Possível greve na Adapar acende alerta no campo paranaense
Caso não haja acordo com o governo estadual, paralisação dos servidores pode começar na sexta-feira (10) e afetar serviços estratégicos para a produção agropecuária e a segurança sanitária
O indicativo de greve dos servidores da Agência de Defesa Agropecuária do Paraná (Adapar) acendeu um sinal de alerta no setor produtivo do Estado. Protocolado nesta terça-feira (7) pelo Sindicato dos Servidores da Defesa Agropecuária do Estado do Paraná (Sindefesa-PR), o movimento pode resultar na paralisação das atividades a partir de sexta-feira (10), caso não haja avanço nas negociações com o governo estadual sobre a reestruturação das carreiras do órgão.

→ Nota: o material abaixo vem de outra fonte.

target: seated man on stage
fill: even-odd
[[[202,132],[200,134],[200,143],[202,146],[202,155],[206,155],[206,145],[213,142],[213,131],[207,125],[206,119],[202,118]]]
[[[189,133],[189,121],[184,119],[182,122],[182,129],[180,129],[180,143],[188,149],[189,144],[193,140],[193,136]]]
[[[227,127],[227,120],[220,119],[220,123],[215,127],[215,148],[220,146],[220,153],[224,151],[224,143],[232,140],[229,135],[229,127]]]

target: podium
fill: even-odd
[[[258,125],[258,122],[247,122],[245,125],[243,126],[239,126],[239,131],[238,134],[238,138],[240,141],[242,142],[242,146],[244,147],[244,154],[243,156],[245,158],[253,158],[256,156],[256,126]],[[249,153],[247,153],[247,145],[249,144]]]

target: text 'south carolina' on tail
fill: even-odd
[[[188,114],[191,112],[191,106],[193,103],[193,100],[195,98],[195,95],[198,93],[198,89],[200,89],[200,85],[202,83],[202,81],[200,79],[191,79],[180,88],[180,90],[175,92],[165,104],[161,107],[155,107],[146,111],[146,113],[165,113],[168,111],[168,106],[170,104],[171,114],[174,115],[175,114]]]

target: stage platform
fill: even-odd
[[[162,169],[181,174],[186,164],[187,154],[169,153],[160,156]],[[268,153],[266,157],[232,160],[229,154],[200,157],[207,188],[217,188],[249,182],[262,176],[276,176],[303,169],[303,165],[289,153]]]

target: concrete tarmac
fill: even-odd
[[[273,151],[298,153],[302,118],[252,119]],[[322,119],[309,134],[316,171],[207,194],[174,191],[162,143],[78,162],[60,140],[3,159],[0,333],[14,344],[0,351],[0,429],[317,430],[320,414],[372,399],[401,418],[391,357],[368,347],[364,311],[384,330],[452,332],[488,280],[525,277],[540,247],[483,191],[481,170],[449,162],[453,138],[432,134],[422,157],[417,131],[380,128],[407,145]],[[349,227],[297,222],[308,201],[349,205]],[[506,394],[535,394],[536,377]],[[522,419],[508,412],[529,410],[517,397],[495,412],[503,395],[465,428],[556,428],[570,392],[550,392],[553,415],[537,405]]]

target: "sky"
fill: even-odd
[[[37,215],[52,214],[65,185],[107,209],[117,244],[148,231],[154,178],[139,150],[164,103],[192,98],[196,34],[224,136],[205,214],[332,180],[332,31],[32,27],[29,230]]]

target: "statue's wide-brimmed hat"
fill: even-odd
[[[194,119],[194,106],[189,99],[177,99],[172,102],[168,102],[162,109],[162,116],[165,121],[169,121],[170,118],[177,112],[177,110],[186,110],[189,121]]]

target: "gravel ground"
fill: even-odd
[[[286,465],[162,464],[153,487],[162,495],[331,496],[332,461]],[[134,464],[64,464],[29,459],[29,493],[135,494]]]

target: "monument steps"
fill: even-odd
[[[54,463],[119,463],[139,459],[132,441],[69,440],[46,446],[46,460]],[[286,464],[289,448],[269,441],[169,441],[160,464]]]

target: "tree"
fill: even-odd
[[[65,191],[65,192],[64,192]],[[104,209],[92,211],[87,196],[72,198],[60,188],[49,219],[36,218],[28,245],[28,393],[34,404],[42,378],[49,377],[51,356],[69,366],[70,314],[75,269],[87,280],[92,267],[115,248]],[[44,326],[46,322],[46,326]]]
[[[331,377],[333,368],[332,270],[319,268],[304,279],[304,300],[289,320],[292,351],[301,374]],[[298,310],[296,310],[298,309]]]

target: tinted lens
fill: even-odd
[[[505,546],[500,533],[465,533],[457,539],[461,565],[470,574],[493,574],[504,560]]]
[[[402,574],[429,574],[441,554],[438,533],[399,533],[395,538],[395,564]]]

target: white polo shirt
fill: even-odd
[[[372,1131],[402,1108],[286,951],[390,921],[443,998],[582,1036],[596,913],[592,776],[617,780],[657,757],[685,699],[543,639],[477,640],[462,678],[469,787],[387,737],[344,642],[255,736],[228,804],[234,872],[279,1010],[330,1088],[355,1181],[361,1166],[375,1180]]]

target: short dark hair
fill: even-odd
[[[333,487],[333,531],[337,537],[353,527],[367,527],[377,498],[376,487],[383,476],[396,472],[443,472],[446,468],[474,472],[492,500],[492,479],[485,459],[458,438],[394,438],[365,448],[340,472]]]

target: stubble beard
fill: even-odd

A possibilidade de interrupção dos trabalhos preocupa devido ao papel estratégico da Adapar dentro da agropecuária paranaense. O órgão é responsável por uma série de atividades essenciais para o funcionamento da produção rural, como a fiscalização de serviços no meio rural, a garantia da saúde animal e da sanidade vegetal, o acompanhamento do comércio de produtos agropecuários e o controle sobre o uso de insumos no campo.
Na prática, essas atribuições sustentam parte importante da rotina do agronegócio no Paraná, desde o acompanhamento das propriedades até a conformidade sanitária exigida para a circulação de alimentos dentro e fora do Estado. Por isso, uma eventual paralisação pode gerar reflexos relevantes em diferentes cadeias produtivas, além de ampliar o risco de atrasos em processos e comprometer a segurança sanitária.
Paralisação pode impactar produção e circulação de alimentos
A preocupação do setor está relacionada justamente à abrangência das atividades desempenhadas pela Adapar. Com 761 servidores, a agência atua diretamente na manutenção dos padrões sanitários que dão suporte à produção agropecuária paranaense e ajudam a preservar a credibilidade do Estado nos mercados interno e externo.
A interrupção desses serviços pode afetar fiscalizações, certificações e ações de vigilância, comprometendo etapas importantes da produção e da comercialização agropecuária. Em um Estado com forte protagonismo no agronegócio nacional, qualquer instabilidade nos serviços de defesa agropecuária tende a gerar preocupação entre produtores, cooperativas e demais elos da cadeia.
O Paraná construiu ao longo dos anos uma posição de destaque em sanidade animal e vegetal, fator que contribui diretamente para a competitividade do setor e para o acesso a mercados. Por isso, o cenário é acompanhado com atenção por diferentes segmentos ligados ao campo, especialmente diante do risco de impactos operacionais e sanitários.
Impasse envolve reestruturação de carreiras
Segundo o Sindefesa-PR, a decisão pelo indicativo de greve ocorreu após a categoria demonstrar insatisfação com a condução do governo estadual em relação ao projeto de reestruturação das carreiras da Adapar. Na última semana de março, o sindicato já havia divulgado uma moção de repúdio sobre as respostas do Executivo ao tema.
De acordo com a entidade sindical, o projeto de lei que trata da reestruturação estava previsto para ser votado na Assembleia Legislativa do Paraná (Alep) no dia 31 de março, mas não entrou em pauta. Com o encerramento do prazo eleitoral em 7 de abril, não haveria mais tempo hábil para a aprovação da proposta dentro do calendário previsto.
Criada em 2011, a Adapar é vinculada à Secretaria de Estado da Agricultura e do Abastecimento (Seab) e ocupa posição estratégica dentro da estrutura agropecuária paranaense. Diante da possibilidade de paralisação, a expectativa agora gira em torno de uma eventual retomada do diálogo entre servidores e governo, para evitar prejuízos às atividades no campo e preservar a regularidade dos serviços essenciais à produção rural.